New Bowl, New Team, New Coach: Same Results?
By Paul Jordan
The fourth bowl completed the set…now if I only had some friends to eat with for the fifth
Hello again readers, I apologize for my absence over the holiday break but I was off traveling the world and making love to literally dozens of supermodels at a time. It’s a tough life but I return with all sorts of new connections and tidbits of sophisticated humor to entertain your eyeholes. While traveling and talking to fans around the world about college sports and the bowl season in general I have come to a few realizations. First, there are to many bowl games. Out of the 32 played this year, only a small handful actually pique anyone’s interest outside of alumna of participating universities; and second, the later the bowl game is the more likely I will have nothing to do and will watch it. In case you haven’t been football’ed out yet, be sure to check out the GoDaddy.com bowl featuring powerhouses Miami (OH), winners of the MAC and Middle Tennessee State, 3rd place finisher in the Sunbelt….yeah. If the winner of the 9th best conference in football and the 3rd place team from the 34th best conference in football doesn’t scream “We couldn’t get anyone else to come” to you, then maybe you are one of those types that actually enjoys the BCS dictatorship.
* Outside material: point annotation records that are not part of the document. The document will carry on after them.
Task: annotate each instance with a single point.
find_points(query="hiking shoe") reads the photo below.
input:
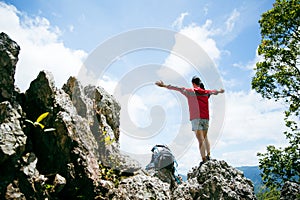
(201, 163)
(207, 158)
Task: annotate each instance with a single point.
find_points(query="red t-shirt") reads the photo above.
(197, 100)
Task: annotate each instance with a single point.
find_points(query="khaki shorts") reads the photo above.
(200, 124)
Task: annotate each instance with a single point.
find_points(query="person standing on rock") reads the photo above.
(197, 98)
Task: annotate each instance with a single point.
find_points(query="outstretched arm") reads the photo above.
(160, 84)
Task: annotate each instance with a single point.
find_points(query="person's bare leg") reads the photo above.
(206, 142)
(200, 138)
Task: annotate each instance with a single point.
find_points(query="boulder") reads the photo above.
(218, 180)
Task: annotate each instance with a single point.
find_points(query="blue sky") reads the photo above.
(60, 35)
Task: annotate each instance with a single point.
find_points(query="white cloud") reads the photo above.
(251, 123)
(40, 47)
(230, 22)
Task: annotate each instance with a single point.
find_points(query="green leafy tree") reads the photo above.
(278, 77)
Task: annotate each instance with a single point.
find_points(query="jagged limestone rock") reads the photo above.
(290, 191)
(9, 51)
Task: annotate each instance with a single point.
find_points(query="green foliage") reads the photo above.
(278, 77)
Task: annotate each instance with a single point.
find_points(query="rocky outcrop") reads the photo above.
(213, 180)
(9, 51)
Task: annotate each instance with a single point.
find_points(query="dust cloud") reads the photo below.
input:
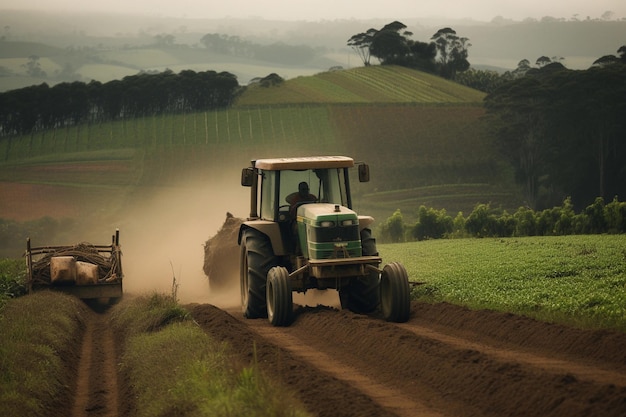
(163, 233)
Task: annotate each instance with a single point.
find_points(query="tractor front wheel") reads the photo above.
(279, 297)
(395, 295)
(257, 258)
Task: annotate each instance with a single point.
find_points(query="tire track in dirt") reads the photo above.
(446, 360)
(555, 366)
(390, 399)
(96, 392)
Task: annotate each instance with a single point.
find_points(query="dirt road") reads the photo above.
(445, 361)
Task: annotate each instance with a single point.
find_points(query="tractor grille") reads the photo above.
(334, 242)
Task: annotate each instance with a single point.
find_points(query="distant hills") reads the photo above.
(106, 47)
(421, 135)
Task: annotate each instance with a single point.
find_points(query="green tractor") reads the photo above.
(303, 234)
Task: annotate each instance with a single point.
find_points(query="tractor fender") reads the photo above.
(269, 229)
(365, 222)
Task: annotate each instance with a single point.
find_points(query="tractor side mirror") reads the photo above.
(364, 172)
(247, 177)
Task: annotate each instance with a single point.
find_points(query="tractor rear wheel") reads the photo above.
(256, 259)
(361, 295)
(395, 295)
(279, 297)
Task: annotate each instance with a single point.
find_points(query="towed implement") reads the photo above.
(84, 270)
(303, 234)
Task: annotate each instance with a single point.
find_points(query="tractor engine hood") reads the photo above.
(328, 231)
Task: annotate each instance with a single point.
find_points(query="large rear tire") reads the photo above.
(279, 297)
(395, 295)
(256, 259)
(361, 295)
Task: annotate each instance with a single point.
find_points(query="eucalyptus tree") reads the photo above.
(452, 52)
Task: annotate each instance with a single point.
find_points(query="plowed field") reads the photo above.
(445, 361)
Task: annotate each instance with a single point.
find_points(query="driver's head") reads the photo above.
(303, 188)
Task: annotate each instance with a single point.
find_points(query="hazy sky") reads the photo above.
(336, 9)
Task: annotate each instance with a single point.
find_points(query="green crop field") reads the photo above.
(374, 84)
(421, 135)
(578, 280)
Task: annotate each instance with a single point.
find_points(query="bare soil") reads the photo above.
(445, 361)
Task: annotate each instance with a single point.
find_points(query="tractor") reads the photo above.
(303, 234)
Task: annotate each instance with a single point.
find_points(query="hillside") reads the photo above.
(421, 135)
(363, 85)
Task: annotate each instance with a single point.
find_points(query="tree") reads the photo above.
(392, 46)
(389, 45)
(361, 43)
(452, 52)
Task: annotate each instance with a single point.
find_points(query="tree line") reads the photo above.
(486, 221)
(446, 54)
(43, 107)
(564, 131)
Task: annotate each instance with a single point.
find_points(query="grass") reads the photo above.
(576, 280)
(415, 130)
(375, 84)
(174, 367)
(36, 348)
(177, 369)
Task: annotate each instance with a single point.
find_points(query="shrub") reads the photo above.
(432, 224)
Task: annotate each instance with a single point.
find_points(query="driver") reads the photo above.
(302, 196)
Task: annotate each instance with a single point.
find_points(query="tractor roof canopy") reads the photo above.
(306, 162)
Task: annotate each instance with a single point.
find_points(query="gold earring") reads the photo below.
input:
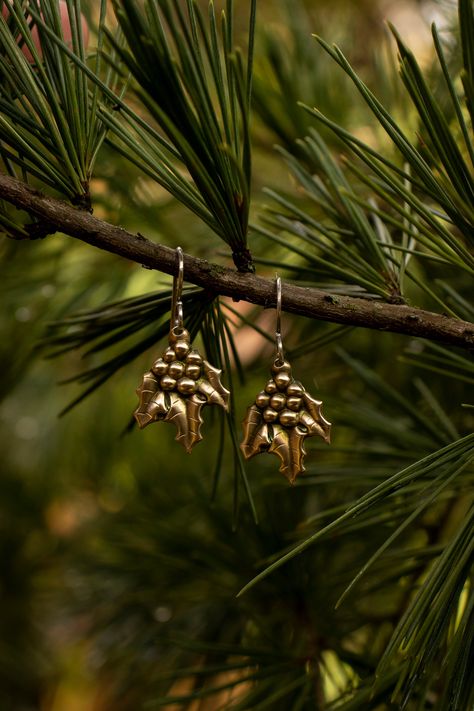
(181, 382)
(283, 414)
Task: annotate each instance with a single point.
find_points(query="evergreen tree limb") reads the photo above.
(312, 303)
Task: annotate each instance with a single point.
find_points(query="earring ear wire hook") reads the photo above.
(279, 342)
(176, 303)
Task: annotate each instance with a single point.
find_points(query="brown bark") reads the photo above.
(313, 303)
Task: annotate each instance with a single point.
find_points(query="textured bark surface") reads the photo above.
(313, 303)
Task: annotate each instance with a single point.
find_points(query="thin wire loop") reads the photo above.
(176, 303)
(280, 354)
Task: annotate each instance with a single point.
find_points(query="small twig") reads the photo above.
(309, 302)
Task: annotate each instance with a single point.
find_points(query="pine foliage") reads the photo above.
(356, 587)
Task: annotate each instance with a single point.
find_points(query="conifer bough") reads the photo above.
(56, 215)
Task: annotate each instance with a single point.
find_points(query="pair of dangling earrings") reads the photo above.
(181, 383)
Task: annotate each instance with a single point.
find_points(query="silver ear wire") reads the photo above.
(279, 342)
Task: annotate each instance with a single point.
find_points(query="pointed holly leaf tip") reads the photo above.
(176, 389)
(281, 418)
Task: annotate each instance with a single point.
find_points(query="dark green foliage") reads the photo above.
(356, 585)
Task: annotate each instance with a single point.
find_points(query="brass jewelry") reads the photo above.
(283, 414)
(181, 382)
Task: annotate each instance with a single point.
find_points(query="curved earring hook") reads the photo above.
(176, 303)
(280, 354)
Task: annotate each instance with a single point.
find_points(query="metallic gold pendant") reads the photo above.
(283, 415)
(181, 382)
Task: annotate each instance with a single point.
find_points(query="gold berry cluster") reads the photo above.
(180, 367)
(281, 401)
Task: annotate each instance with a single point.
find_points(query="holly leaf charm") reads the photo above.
(256, 435)
(176, 389)
(281, 418)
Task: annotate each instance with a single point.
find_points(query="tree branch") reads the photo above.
(309, 302)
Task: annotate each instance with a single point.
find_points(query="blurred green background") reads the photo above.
(117, 559)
I’m not here to complain about the BCS however, because one of the last ( and therefore most watchable) bowl games of the season is the BBVAC bowl featuring our beloved Kentucky Wildcats and the headless Panthers of Pittsburgh. With Dave Wannstedt recently announcing he doesn’t even want to look at a clipboard for the rest of year and the firing of their interim coach Mike Haywood”you pass the Advil?”, defensive coordinator Phil Bennett is left to head a team that has to be thoroughly demoralized by the fact that no one wants to coach them. All this seems to be a good omen for UK but this kid are high D-1 athletes from a traditional powerhouse and will be playing for pride; the playbook is already memorized so don’t count on too many errors like that. But what will history tell us about our odds?
2006 Music City Bowl v. Clemson (W 28-20)
Line: Kentucky -10
Highest ranking in season: Clemson #10, Kentucky unranked
Top Performer: Andre’ Woodson 20-28 299 yds 3TD’s
Final W-L: 8-5
2007 Music City Bowl v. Florida State (W 35-28)
Line: Kentucky +9
Highest ranking in season: FSU #19, Kentucky #8 (twice)
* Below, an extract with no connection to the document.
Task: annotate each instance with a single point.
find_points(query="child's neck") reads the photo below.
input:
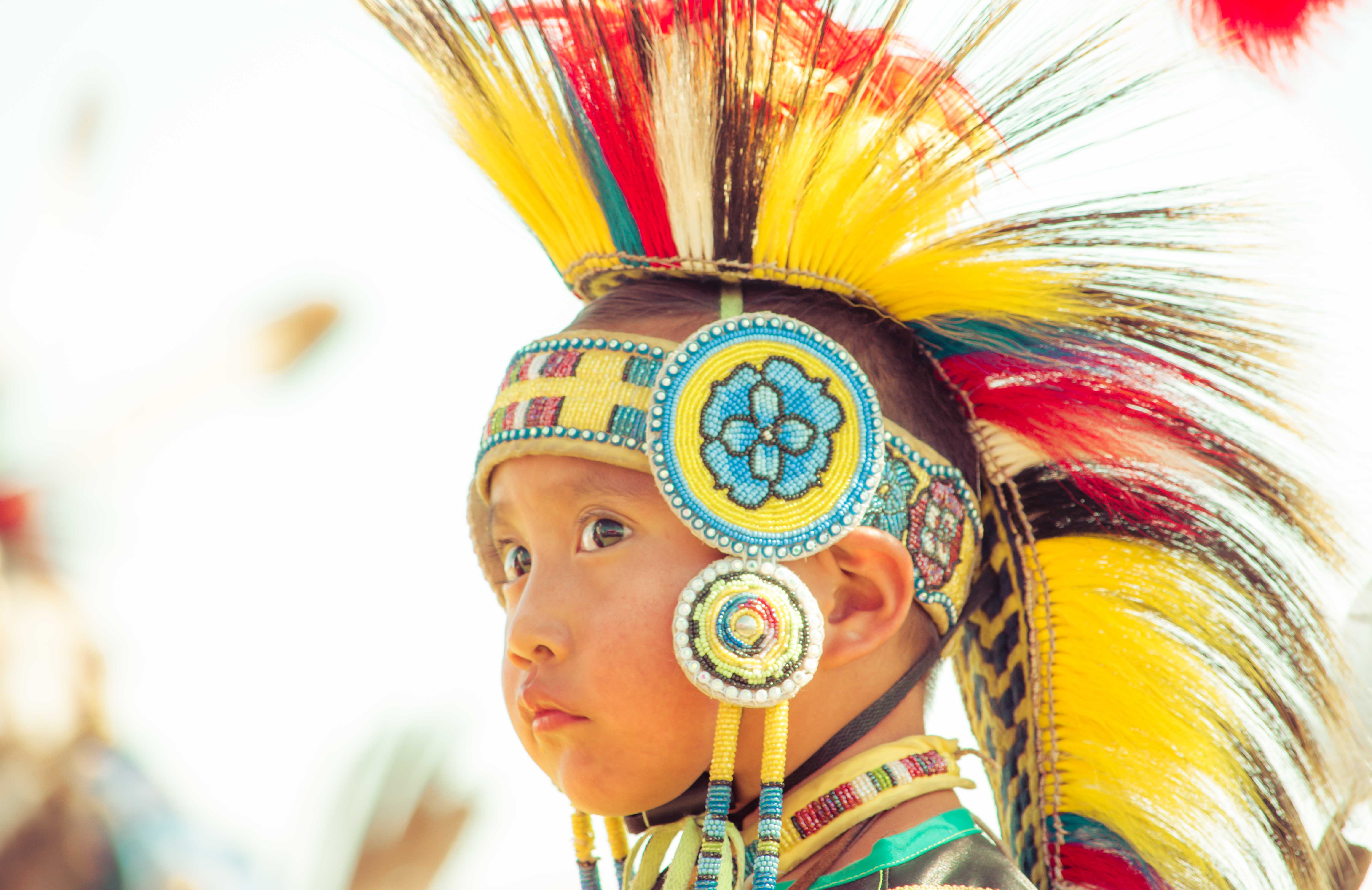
(905, 720)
Top Performer: Andre’ Woodson 32-50 358 yds 4TD’s
Final W-L: 8-5
2008 Liberty Bowl v. East Carolina (W 25-19)
Line:Kentucky +2
Highest ranking in season: ECU #14 Kentucky unranked
Top Performer: Ventrell Jenkins one monster TD and stiff arm
Final W-L: 7-6
2009 Music City Bowl v. Clemson (L 13-21)
Line: Kentucky -7
Highest ranking in season: Clemson #18,
Top Peformer: CJ Spiller 125 total yds 1 T
Final W-L: 7-6
2010 BBVACCAVBB v. Pittsburgh
Line: Kentucky +3.5
Highest ranking in season: Pitt unranked, Kentucky unranked
Looking at the history (and current reality), Kentuky’s odd’s are pretty good. One thing we will need is strong QB play (looking for someone to step up here guys) and strong defensive play. Pittsburgh is in a state of flux and will be reeling, but Joker’s famously inconsistent Cats will have to come out firing if we want to celebrate 2011 with a toast rather than a “forget this night” shot.